This invention relates to an improvement in a speech recognition system.
Extensive applications of speech recognition systems responsive to an input oral or speech signal can be found in data input means for computers as well as control information input means for various machines. Recently, speech recognition systems have come to be put into practical use to feed routing information into automatic package sorting machines or various inspection data into computers at automobile factories or elsewhere as described by Thomas B. Martin in the article entitled "Practical Applications of Voice Input to Machines" published in the Proceedings of the IEEE, Vol. 64, No. 4, April 1976, pp. 487 to 501.
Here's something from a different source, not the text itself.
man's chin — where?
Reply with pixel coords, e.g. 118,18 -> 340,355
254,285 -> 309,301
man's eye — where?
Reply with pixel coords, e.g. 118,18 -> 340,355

Such a conventional speech recognition system determines time segments, in which an oral input signal is present (referred to as speech signal durations hereunder), by converting the input signal into an electrical signal with the use of a microphone and by monitoring the amplitude of said electrical signal so that a speech recognition may be achieved through spectrum analysis and recognition of the electrical signal given in said speech signal duration.
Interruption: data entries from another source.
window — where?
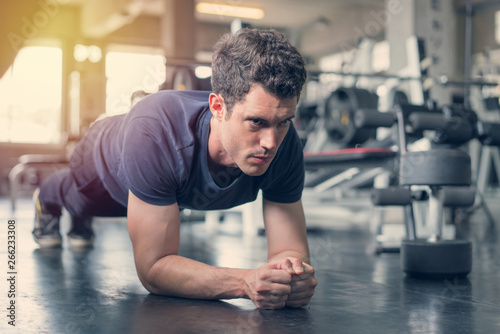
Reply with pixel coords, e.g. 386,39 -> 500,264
495,10 -> 500,44
0,46 -> 62,144
106,47 -> 166,115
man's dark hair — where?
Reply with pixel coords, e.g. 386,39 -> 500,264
212,28 -> 306,113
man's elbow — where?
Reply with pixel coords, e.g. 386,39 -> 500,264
137,265 -> 167,295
No problem will be caused if such speech recognition system is used under a quiet environment, whereas it is vulnerable to misrecognition under a noisy environment. Namely, when intensive noise is generated while the oral input signal is being given, the speech spectrum superimposed with a noise spectrum of substantial amplitude may be distorted, and the input signal may be recognized differently from what it is intended to be. In this case, if the erroneous recognition is conveyed to the machine to be controlled (for example, a package sorting machine), the machine will cause a faulty operation. To avoid such a disadvantage, those speech recognition systems are so designed as to reject the erroneous recognition results whose apparent accuracy fails to satisfy a certain standard (hereinafter called the rejection standard). More in detail, in the conventional speech recognition system, such a rejection standard is kept unchanged once it is preset. If this standard is too loose, the above-mentioned misrecognition frequently occurs under a noisy environment, or if it is too strict, the recognition result of a slightly inarticulate speech signal may be rejected even under a quiet environment. On the other hand, it is possible to select in advance and fix the optimum rejection standard if the intensity of noise is constant, but the noise generating conditions will change every moment under an actual environment as affected by ambient noise due to a start or stop operation of a motor, a typewriting operation, or a telephone call.